Going to start on my own from Oct 01, 2008. The current economic scenario
makes that option seem more adventurous/challenging, making it my next biggest
risk.

------
truebosko
Nothing huge yet, but a risk I may be taking in a year or so is moving out of
the province/country.

My goal is to move to Seattle with my girlfriend but obtaining a working visa
trying to work at a small company/startup seems tough and basically start
something new before moving back to Canada to start the next part of my life
(probably a family)

It's a big risk to me because I'm currently in a nice cushy startup with great
people, good money, and I really can't complain. But a man's gotta experience
life you know?

------
vlad
Working at a corporation for a year. I guess it was worth it to know what it
is like, but a terrible long term financial, educational, and health risk--not
because of the company, but the domestication of relying on someone else over
many years. Also, the opportunities I missed out on while working.

------
gstar
Got married.

Sold everything, moved from Australia to London.

Took up contracting

Wife worked on our startup while we bootstrapped instead of earning a salary.

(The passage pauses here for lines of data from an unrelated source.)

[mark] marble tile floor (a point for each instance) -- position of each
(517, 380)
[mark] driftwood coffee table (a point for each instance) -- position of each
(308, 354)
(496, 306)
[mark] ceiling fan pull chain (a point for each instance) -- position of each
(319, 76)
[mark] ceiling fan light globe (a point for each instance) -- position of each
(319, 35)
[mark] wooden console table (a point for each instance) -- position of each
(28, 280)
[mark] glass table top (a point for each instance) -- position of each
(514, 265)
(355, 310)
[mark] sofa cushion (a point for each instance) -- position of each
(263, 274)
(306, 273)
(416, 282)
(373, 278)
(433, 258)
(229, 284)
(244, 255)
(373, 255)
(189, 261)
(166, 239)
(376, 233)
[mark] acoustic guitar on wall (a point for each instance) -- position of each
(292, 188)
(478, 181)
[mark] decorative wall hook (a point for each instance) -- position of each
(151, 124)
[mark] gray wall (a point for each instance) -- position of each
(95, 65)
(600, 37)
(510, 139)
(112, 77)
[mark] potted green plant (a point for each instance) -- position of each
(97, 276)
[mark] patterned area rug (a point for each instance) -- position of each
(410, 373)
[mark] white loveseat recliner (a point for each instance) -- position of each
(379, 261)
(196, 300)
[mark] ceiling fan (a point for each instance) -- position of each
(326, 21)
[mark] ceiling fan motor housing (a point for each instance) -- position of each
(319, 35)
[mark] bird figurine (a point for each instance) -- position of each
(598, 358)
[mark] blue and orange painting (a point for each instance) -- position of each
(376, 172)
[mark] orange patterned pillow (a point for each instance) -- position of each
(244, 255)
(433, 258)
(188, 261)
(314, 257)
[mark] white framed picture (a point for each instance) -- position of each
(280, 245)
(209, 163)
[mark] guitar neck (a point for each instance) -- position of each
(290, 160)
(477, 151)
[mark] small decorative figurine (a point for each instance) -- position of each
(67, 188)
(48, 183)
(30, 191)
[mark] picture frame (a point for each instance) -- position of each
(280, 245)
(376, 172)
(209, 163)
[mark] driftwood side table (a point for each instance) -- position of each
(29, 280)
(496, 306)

In retrospect, it really doesnt feel like a risk at all, but I have
significantly less hair.

------
amirnathoo
Getting married.

------
teuobk
Leaving a decent job where I worked with good people and was paid well. I left
to go to grad school full time.

I have yet to complete my studies, but my feeling is that it has been worth
the cost.

------
fallentimes
Not quitting my finance job.

Actually it was using 90k in credit card debt to finance my first business. It
paid off.

------
alexk
quit my job, no funding, just own savings, each day of my personal freedom and
a hard work is the best revenue I can get from this risk!

------
phil_KartMe
customer risk. assuming people know what they want.

specifically, do the potential customers who i interview really know how they
want their information management problems solved

payoff: tbd

------
known
I wanted to study Medicine. I ended up working for Wall Street.